ChatGPT's Custom GPTs and the new agent surface will let you do most of this without writing code. So will Claude's projects/skills system. The pieces are off-the-shelf now in a way they weren't twelve months ago.
Bonus: clean your context
One aside that's worth flagging because it's a common cause of model weirdness: every message you send to a chat model includes the entire prior conversation. If you've been talking to ChatGPT about flights to Barbados for forty minutes and then ask it about Berkovits, the model's working state is full of unrelated context, and reasoning quality degrades. Start a new thread aggressively, or compact when the tool supports it. This alone reduces hallucinations more than people expect.
The summary for Mike
There's no "best AI for Jewish textual research". There's no best AI for legal research, or PubMed research, or any specialist-corpus research. The premise is wrong. The model is a reasoning engine; the corpus is a separate concern, and it's the corpus that determines whether the answers are real or fluent fiction.

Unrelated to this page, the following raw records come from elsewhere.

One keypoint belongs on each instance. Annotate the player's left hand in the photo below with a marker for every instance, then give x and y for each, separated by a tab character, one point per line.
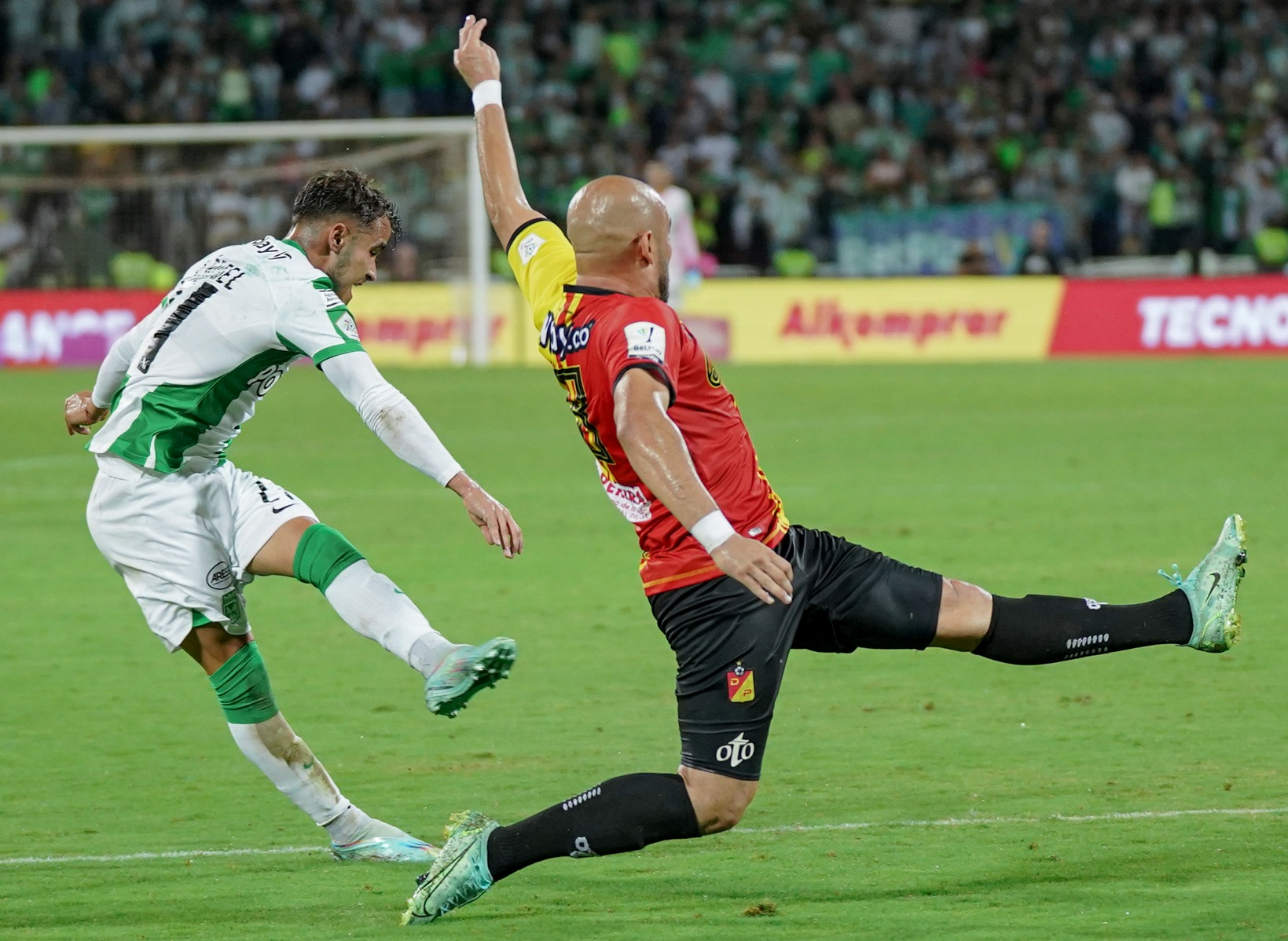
492	519
474	58
80	412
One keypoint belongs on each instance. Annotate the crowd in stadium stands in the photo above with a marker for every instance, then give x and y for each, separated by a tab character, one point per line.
1147	125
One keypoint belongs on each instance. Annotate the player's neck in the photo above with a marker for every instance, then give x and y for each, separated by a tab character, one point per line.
635	286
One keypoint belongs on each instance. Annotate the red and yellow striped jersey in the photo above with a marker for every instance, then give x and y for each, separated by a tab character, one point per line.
592	338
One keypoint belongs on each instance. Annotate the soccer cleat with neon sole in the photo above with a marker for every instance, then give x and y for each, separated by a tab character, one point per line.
393	846
460	873
1213	588
465	671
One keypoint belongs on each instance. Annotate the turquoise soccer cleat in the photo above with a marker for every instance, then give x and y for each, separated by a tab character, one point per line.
1213	586
465	671
460	873
388	846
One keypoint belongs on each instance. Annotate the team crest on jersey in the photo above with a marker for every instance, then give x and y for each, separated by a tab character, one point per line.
742	684
347	324
562	340
332	299
528	246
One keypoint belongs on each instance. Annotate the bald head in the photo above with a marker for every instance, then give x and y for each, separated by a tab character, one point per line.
621	231
610	213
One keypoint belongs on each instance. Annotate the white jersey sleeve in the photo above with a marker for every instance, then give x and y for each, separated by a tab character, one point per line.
392	416
314	322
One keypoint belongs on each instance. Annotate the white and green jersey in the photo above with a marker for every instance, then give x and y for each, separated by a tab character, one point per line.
214	348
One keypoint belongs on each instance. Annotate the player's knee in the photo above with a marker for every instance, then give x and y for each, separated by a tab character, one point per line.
719	802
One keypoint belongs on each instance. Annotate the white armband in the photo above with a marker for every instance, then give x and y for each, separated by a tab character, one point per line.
713	531
487	92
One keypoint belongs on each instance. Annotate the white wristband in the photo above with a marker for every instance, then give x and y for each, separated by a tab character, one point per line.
713	531
487	92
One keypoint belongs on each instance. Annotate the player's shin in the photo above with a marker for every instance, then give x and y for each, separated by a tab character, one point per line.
271	745
1046	628
367	602
620	815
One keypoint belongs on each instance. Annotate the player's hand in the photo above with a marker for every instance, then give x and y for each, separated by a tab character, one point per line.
492	519
474	58
80	412
764	573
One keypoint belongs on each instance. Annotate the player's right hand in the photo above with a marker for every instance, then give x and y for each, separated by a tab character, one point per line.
474	58
80	412
760	569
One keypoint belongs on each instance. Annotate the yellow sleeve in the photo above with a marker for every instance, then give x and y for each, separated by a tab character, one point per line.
542	260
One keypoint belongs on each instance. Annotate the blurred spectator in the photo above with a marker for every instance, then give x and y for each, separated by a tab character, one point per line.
1145	126
1040	258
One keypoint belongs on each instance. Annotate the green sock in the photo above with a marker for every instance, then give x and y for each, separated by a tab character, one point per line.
324	554
242	687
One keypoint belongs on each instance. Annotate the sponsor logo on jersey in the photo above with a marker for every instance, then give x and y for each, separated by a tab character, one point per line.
528	246
347	326
645	340
564	340
737	751
633	502
221	577
742	684
264	246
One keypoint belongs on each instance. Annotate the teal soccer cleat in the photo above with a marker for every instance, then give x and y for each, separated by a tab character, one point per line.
387	844
460	873
465	671
1213	586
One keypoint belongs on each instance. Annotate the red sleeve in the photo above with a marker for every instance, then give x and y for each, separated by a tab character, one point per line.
643	336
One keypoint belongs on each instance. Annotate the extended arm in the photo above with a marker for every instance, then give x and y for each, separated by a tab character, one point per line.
656	449
89	406
405	431
503	192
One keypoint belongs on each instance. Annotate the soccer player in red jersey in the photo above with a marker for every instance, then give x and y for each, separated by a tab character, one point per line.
732	586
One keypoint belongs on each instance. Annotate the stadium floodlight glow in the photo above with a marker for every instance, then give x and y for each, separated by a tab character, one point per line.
376	143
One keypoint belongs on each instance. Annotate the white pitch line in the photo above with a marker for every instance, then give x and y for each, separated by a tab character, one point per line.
165	855
790	828
1052	818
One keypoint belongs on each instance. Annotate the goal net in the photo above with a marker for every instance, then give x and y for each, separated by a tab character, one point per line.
133	207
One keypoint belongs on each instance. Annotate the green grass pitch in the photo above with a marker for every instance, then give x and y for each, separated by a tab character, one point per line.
1056	478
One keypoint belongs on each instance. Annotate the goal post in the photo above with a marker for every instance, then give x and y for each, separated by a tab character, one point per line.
173	191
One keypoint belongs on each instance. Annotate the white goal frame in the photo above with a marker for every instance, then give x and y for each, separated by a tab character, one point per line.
478	231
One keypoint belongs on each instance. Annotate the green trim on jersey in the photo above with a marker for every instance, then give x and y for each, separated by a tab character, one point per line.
171	417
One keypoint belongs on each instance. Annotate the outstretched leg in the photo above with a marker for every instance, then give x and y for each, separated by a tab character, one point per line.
375	606
1046	628
237	673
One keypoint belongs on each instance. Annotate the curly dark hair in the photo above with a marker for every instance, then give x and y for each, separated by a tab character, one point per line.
346	193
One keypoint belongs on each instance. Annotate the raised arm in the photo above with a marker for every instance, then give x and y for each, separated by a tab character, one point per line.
656	449
503	192
405	431
89	406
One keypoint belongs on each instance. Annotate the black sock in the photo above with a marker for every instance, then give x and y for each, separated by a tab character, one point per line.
1046	628
620	815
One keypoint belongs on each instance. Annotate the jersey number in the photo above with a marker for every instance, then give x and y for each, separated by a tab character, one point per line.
181	313
570	378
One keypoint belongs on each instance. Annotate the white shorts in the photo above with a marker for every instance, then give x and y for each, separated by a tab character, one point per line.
183	541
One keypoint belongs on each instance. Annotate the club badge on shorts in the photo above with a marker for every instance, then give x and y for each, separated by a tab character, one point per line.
742	684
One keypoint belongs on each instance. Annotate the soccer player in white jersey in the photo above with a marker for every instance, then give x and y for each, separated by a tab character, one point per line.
187	529
685	254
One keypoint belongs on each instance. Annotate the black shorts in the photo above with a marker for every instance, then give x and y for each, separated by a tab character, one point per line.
731	648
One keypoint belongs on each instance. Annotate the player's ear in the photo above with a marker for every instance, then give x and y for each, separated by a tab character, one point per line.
647	249
338	237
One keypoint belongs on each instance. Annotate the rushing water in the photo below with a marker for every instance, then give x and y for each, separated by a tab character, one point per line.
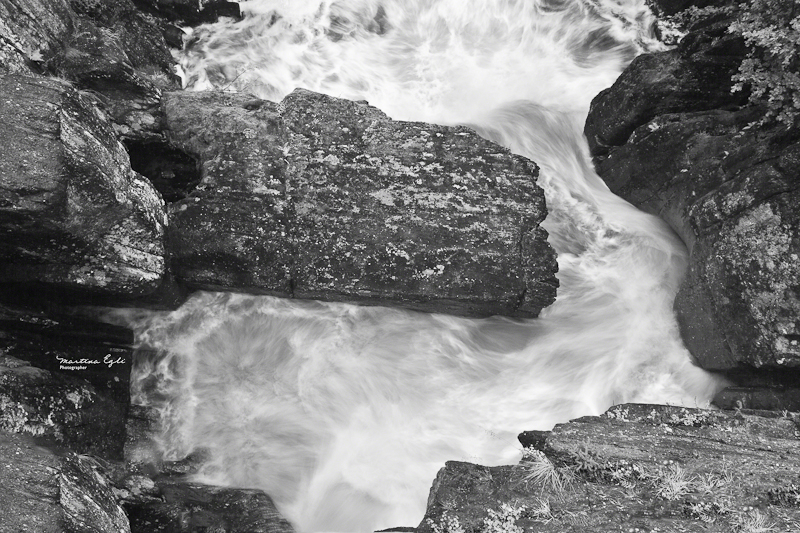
344	414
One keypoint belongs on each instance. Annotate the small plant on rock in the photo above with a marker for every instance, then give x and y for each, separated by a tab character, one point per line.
541	471
673	482
449	523
771	69
504	520
753	521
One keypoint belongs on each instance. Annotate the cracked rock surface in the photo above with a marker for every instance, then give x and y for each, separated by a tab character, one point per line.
323	198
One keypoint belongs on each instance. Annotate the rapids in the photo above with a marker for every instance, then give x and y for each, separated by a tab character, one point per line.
344	414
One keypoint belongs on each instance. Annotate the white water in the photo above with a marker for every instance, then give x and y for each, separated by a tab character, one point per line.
345	414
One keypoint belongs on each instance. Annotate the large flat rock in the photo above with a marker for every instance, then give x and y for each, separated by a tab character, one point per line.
635	468
44	492
728	188
73	215
323	198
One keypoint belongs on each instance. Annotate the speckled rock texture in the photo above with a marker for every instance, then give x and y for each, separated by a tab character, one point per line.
696	76
731	191
323	198
59	409
73	214
48	493
191	12
638	467
32	32
46	338
192	507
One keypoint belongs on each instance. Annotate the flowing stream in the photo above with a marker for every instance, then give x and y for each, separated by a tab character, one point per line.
344	414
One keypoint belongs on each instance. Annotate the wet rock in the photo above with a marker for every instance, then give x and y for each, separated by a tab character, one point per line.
669	7
763	398
323	198
645	467
192	12
693	77
730	190
121	56
50	493
193	508
32	32
47	340
57	408
74	216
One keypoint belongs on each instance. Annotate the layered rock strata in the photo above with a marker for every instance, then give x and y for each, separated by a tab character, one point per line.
318	197
635	468
690	152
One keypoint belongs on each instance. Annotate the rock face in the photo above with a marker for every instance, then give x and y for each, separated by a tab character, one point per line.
330	199
637	467
729	190
191	507
59	409
48	493
75	216
32	32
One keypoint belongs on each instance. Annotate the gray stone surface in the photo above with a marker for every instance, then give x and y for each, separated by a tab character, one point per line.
635	468
74	215
728	188
48	493
323	198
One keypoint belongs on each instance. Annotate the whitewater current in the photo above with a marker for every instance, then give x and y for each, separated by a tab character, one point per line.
344	414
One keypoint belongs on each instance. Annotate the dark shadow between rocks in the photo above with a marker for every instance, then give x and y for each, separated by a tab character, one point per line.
172	172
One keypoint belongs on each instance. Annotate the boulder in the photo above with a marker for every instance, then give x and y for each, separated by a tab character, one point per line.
191	12
45	339
636	467
59	409
32	32
693	77
323	198
75	218
49	493
190	507
730	190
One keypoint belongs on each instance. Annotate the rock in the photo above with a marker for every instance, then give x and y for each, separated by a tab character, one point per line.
193	507
60	409
192	12
693	77
730	191
121	56
48	493
32	32
762	398
46	339
323	198
645	467
665	8
75	218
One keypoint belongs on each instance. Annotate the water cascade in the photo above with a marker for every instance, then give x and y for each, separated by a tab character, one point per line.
344	414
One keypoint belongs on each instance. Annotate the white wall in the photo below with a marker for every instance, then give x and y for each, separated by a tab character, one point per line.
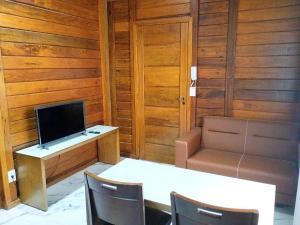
297	208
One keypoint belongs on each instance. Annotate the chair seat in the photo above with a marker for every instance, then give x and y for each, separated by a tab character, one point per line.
156	217
215	161
281	173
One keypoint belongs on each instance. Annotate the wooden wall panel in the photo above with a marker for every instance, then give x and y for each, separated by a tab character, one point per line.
267	60
121	73
50	53
212	53
264	78
146	9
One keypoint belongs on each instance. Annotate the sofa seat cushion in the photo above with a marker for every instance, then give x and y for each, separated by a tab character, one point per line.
215	161
281	173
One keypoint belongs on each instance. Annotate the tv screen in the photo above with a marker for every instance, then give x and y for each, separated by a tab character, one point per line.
55	122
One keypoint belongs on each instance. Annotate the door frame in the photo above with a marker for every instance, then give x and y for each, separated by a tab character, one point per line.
138	81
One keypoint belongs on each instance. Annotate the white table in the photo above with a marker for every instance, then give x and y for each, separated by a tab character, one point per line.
159	180
31	164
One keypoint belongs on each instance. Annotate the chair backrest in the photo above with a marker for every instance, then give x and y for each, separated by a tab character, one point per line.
110	202
189	212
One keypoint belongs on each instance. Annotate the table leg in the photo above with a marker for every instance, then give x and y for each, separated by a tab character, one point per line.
32	181
109	148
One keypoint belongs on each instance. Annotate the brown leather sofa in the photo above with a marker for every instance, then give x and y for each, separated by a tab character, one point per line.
261	151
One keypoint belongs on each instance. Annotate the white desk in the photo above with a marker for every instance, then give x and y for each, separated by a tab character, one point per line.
31	162
159	180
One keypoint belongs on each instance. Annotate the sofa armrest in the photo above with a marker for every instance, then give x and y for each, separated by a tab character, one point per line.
187	145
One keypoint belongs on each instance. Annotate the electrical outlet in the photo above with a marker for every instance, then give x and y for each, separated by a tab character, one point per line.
12	176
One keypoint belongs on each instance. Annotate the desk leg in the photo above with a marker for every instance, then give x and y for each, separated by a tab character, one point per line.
32	181
109	148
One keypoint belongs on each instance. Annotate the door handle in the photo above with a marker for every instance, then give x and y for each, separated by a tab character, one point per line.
182	100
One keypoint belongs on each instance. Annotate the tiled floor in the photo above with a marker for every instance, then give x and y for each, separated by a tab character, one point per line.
67	205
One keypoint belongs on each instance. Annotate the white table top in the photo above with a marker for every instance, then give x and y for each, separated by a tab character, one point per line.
159	180
36	151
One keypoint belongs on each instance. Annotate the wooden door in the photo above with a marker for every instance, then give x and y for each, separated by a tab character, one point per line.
162	62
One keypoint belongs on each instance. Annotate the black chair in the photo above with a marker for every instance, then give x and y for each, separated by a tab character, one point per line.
116	203
189	212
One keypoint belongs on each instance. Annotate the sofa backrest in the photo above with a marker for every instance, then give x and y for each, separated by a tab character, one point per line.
270	139
261	138
224	133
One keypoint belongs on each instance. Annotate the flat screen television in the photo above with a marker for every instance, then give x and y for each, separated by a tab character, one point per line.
60	121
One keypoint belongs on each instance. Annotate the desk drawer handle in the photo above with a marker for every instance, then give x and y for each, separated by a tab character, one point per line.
209	213
109	187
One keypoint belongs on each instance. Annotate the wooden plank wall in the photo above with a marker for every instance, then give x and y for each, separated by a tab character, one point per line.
121	73
265	64
267	77
50	53
212	52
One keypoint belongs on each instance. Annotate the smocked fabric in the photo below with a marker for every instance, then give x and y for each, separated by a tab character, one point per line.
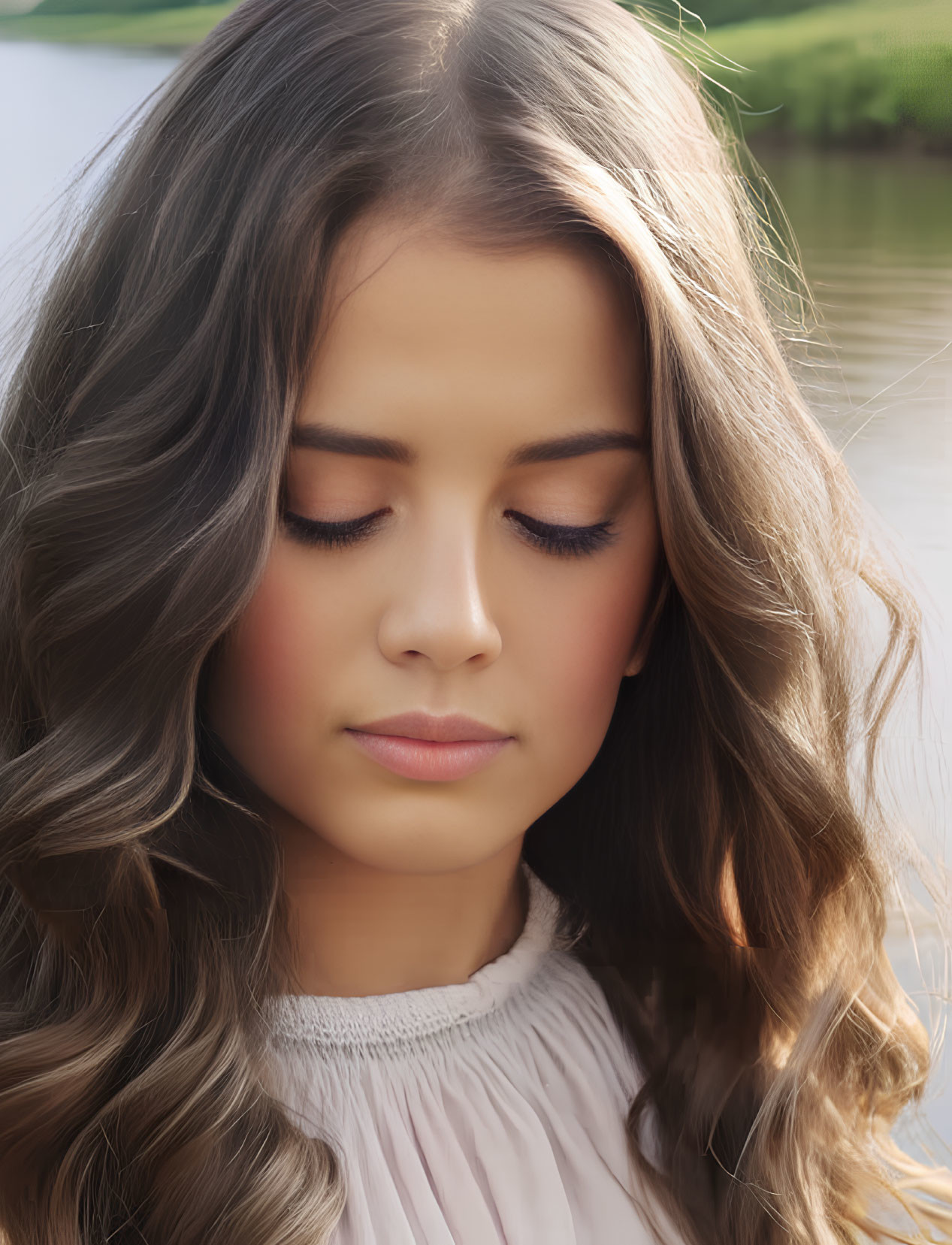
489	1112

If you depend on reliable retrieval from a specialist body of text — Jewish sources, Israeli case law, medical literature, your own company's documentation — the move is the same every time: take a competent model, connect it to a curated source via RAG or MCP, and constrain the role with a system prompt. The differences between models at the reasoning layer are real, but they're not what's making your assistant cite a translation of the wrong book.
The reason all of this feels suddenly tractable is that the connective tissue — MCP, agent skills, well-built domain servers like Sefaria's — has matured to the point where you can wire it up in an afternoon. That's the part of the stack worth paying attention to. Not which model has a marginal edge on a benchmark you'll never run.